“London Human Rights Lawyer Amal Alamuddin is Engaged,” reads the cheeky headline on Slate writer Ben Mathis-Lilley’s clever riff on the news that Hollywood’s most famous confirmed bachelor is shedding his status to marry the British-Lebanese lawyer. The news that George Clooney is tying the knot a second time is more than the end of a lot of puckish wistful thinking inspired by his carousel of romantic relationships. And Alamuddin and Clooney’s engagement is an interesting rewrite to the sorts of Hollywood romances that normally grace the grocery checkout racks.
In the past, Clooney seemed to be living out one sort of Hollywood ideal, operating his private passions on two separate tracks. In the past decade and a half, he’s dated models, actresses and reality television stars; in pursuit of his other passion, he contracted malaria on human rights missions in Africa and turned his focus to Sudan.
Clooney is entitled to conduct his life however he pleases, but his girlfriends never quite seemed like partners. When the women in Clooney’s life shared his profession, they were at very different stages in their careers. And whether or not they were actors, they did not share headlines with Clooney in his advocacy work. Those relationships looked a lot like the old fairy tale standard in which a woman’s life was transformed by the love of a powerful man. Clooney might have been more democratic than Prince Charming; he shared the love rather than elevating just one woman.

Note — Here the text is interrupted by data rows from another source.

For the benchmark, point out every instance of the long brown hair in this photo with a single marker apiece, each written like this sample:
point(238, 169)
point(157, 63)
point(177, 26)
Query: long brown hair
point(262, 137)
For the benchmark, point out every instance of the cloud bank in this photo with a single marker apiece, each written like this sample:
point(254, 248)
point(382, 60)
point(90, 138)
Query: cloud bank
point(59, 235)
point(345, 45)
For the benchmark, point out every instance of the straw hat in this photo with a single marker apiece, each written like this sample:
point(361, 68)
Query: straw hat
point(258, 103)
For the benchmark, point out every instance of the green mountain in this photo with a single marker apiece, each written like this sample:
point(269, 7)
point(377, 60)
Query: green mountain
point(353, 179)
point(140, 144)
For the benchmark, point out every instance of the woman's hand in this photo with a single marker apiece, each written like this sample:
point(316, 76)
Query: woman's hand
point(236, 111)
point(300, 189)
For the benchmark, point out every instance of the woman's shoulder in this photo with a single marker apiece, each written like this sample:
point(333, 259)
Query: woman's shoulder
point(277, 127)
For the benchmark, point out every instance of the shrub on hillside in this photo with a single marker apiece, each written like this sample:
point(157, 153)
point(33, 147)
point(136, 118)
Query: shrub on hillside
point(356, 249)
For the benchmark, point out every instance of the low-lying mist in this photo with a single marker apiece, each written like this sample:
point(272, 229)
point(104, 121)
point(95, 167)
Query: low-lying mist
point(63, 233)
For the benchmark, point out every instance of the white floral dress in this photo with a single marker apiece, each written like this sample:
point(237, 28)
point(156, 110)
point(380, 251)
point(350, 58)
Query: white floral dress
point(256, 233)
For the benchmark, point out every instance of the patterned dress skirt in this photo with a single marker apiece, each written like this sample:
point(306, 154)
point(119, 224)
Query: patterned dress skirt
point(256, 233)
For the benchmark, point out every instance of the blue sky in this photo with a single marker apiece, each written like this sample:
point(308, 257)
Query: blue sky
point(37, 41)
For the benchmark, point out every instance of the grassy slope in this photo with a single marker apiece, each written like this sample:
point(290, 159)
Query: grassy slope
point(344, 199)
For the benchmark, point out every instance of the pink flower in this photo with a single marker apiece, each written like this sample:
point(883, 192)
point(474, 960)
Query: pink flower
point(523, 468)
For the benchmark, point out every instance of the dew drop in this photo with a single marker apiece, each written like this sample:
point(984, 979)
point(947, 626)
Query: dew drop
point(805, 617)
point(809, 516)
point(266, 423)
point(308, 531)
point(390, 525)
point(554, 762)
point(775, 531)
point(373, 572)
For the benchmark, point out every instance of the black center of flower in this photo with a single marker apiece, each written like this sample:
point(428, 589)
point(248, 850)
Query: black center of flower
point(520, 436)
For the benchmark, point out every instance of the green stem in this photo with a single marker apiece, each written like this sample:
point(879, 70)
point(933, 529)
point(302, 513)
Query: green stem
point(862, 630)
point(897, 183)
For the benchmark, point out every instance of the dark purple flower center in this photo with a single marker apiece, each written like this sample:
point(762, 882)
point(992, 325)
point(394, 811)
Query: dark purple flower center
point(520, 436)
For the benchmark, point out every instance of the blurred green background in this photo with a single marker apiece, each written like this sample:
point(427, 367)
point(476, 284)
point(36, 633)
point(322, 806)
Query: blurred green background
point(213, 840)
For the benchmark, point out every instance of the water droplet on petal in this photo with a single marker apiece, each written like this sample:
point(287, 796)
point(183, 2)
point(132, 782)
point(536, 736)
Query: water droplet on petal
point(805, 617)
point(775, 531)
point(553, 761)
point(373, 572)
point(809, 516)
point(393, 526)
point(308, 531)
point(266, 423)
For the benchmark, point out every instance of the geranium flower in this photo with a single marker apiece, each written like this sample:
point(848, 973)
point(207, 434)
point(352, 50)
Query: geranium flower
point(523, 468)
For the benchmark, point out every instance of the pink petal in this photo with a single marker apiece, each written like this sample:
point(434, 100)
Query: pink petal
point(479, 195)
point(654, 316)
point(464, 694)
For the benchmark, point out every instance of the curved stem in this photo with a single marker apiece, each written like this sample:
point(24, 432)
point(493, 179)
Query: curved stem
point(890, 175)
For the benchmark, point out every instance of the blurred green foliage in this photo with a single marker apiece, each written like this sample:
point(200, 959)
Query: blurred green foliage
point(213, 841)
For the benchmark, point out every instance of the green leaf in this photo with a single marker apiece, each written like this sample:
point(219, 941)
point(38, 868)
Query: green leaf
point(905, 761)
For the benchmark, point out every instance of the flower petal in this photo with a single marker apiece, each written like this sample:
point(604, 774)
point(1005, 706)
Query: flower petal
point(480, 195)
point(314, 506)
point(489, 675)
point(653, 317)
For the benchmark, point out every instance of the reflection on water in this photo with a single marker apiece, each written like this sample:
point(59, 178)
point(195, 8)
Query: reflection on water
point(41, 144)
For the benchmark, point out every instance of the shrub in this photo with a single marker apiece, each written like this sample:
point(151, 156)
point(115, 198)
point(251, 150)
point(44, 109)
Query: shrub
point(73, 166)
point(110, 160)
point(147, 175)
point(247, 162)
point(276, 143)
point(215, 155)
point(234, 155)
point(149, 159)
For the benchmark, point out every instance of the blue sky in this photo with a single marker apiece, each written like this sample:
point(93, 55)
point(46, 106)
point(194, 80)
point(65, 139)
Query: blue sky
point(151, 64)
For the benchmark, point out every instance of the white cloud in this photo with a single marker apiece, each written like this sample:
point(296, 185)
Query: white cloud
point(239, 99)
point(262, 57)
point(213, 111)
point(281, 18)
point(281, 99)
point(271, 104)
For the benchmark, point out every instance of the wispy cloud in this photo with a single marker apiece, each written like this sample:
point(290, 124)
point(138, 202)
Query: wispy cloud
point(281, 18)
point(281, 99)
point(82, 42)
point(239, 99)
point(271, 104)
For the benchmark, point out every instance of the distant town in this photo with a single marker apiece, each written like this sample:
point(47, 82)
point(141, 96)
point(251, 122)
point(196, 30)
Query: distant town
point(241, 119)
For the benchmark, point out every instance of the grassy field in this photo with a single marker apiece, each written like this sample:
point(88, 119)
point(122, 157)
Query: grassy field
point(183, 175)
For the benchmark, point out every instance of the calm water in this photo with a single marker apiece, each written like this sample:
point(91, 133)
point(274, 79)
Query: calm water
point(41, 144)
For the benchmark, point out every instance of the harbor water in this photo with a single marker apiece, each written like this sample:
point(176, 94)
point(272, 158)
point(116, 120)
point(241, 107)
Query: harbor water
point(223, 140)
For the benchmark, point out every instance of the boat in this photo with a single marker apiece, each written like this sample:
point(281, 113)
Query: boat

But those relationships seemed like a bit of an anachronism.
So there’s something delightful and very contemporary about the fact that Clooney is settling down with Alamuddin, a woman who not only shares his interests in international law and human rights, but also has a resume so impressive that it feels like news that she deemed him worthy. Alamuddin’s work has touched the ongoing conflict in Syria and the annexation crisis in Ukraine. She was one of Julian Assange’s lawyers during the attempt to extradite him to Sweden. Clooney has used his celebrity to bring attention to his political priorities; Alamuddin brings actual legal credentials and professional experience.
The pairing suggests that, in another way, the stars are just like us. As Eli Finkel, lead author of a study from Northwestern University released earlier this year, put it, Americans’ expectations for our marriages have changed. “They’re asking less of their marriage regarding basic physiological and safety needs, but they’re asking more of their marriage regarding higher psychological needs like the need for personal growth,” he said when the study came out. “Americans look to their marriage to help them ‘find themselves’ and to pursue careers and other activities that facilitate the expression of their core self.”
Celebrities who collaborate professionally, such as Jay-Z and Beyoncé Knowles-Carter, who are hitting the road for a joint tour with a charity component, may be able to hit a higher bar for that sort of achievement than those of us watching them from the cheap seats. But that difference in scope does not actually indicate a difference in kind. George Clooney is just catching up to his famous peers and to the rest of us, recognizing that the contemporary fairy tale relies much less on the benevolence and bravery of Prince Charming and more on the dream of being the sort of couple that rides off to fight dragons together.